There are many ways psychologically to deal with these emotions. We could repress them, and wait for Post-Traumatic Stress Syndrome, or we could inure our young people to them with the denial training of loss of inhibition.
Michael Phillips tells the story of what it actually felt like:
"Cpl. Anthony Antista, 29, from Monrovia, Calif., initially celebrated after he shot dead two Iraqi paramilitary men in a corner of the building site. But the exhilaration instantly gave way to guilt, especially for having felt glad that he had taken lives. "Hey, I shot two people," he told his comrades immediately after the fight.The rest of the platoon brushed him off. He persisted: "I shot two people." They thought he was bragging. What he was really doing, he said, was trying to find someone who might understand how bad he felt.
It's an issue that was still on his mind two days later. "I can't share my pain with you because you don't accept that I killed two guys," Cpl. Antista told his comrades. To emphasize his point, he removed the magazine from his rifle, emptied the round from the firing chamber and acted out the encounter. He showed how he raised his rifle and fired. Then he sat on the ground and demonstrated how the Iraqis slumped when the rounds hit them.
"The life just flowed right out of them," he said in a pained voice. "They were like Jell-O."
Phillips goes right on after this story to recount others. I couldn't. I just had to sit there for a while and drink in what that had to have felt like. Cpl. Antista is at this moment for me an Other, an Other that has experienced something so horrible, I have trouble imagining it. And if I am to understand him as an Other in this sense, when he comes home, wanders into my college classroom, and suddenly doesn't follow my expectations, I need to recall this story. To remember there is something in his apperceptive mass or his lifespace that makes my world look a little crazy to him sometimes. But when he comes into my class, he won't be Cpl. Antista. He'll be Susan, or Chandra, or Jesus, or Henry. I won't be able to tell he's an Other by looking, not by color, not by gender. And I'll have to remember not to judge so quickly, for there are things I cannot "know," for I was not there.

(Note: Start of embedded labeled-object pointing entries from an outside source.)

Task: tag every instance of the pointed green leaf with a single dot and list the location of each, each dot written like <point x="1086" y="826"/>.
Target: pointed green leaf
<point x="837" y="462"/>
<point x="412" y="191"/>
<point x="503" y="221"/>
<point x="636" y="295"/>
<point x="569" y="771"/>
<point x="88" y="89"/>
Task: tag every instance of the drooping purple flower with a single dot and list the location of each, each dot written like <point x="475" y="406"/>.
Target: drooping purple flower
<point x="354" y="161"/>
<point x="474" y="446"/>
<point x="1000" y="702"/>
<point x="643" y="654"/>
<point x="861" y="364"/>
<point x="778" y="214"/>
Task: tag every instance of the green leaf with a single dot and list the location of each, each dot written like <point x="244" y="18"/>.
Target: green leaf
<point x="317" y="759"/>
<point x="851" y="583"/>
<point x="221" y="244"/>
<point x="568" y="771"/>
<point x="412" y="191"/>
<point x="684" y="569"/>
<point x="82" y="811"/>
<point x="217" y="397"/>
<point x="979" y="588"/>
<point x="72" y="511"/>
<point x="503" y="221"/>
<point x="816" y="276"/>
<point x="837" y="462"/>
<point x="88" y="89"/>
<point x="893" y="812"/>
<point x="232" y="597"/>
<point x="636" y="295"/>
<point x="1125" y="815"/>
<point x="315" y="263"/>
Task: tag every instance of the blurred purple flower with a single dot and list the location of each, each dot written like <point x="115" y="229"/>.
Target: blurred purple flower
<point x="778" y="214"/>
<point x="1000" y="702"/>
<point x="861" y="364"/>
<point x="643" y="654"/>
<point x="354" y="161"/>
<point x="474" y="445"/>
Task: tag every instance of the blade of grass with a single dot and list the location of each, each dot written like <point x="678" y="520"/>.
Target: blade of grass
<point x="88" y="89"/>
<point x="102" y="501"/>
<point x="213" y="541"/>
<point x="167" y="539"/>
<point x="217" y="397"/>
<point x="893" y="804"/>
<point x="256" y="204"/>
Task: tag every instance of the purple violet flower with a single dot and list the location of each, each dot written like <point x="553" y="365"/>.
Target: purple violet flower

I can't even imagine what there must be that I should try to feel about the two Iraqis who were killed. They could also have been my students. They could be brothers of my students. Don't I owe them at least the right to hear whatever validity claims they wanted to make? They're gone. They can't influence the next government; but their brothers and sisters and uncles and aunts and mothers and fathers may discover voices to be heard. I hope we will remember to hear their voices in good faith everytime we see them slumped on the ground in the midst of Cpl. Antista's anguish.
* * * * * - Interdependence of agency and structural context
As we face up somewhat more honestly to the interdependence of individual agency and structural context, we recognize that we are neither totally free to act as we wish, nor totally determined to perform as the overstimulating society has programmed us. Instead, we fall somewhere in between. "Just following orders" seems to allow little if any free willl. But the Nuremburg trials focussed on the issue that we are beginning to recognize that we don't "know" anyone, sometimes not even ourselves. We have a lifetime full of experiences in our apperceptive masses. That experience is interdependent with the degree of agency our environment affords us. No one knows what that mix will lead to.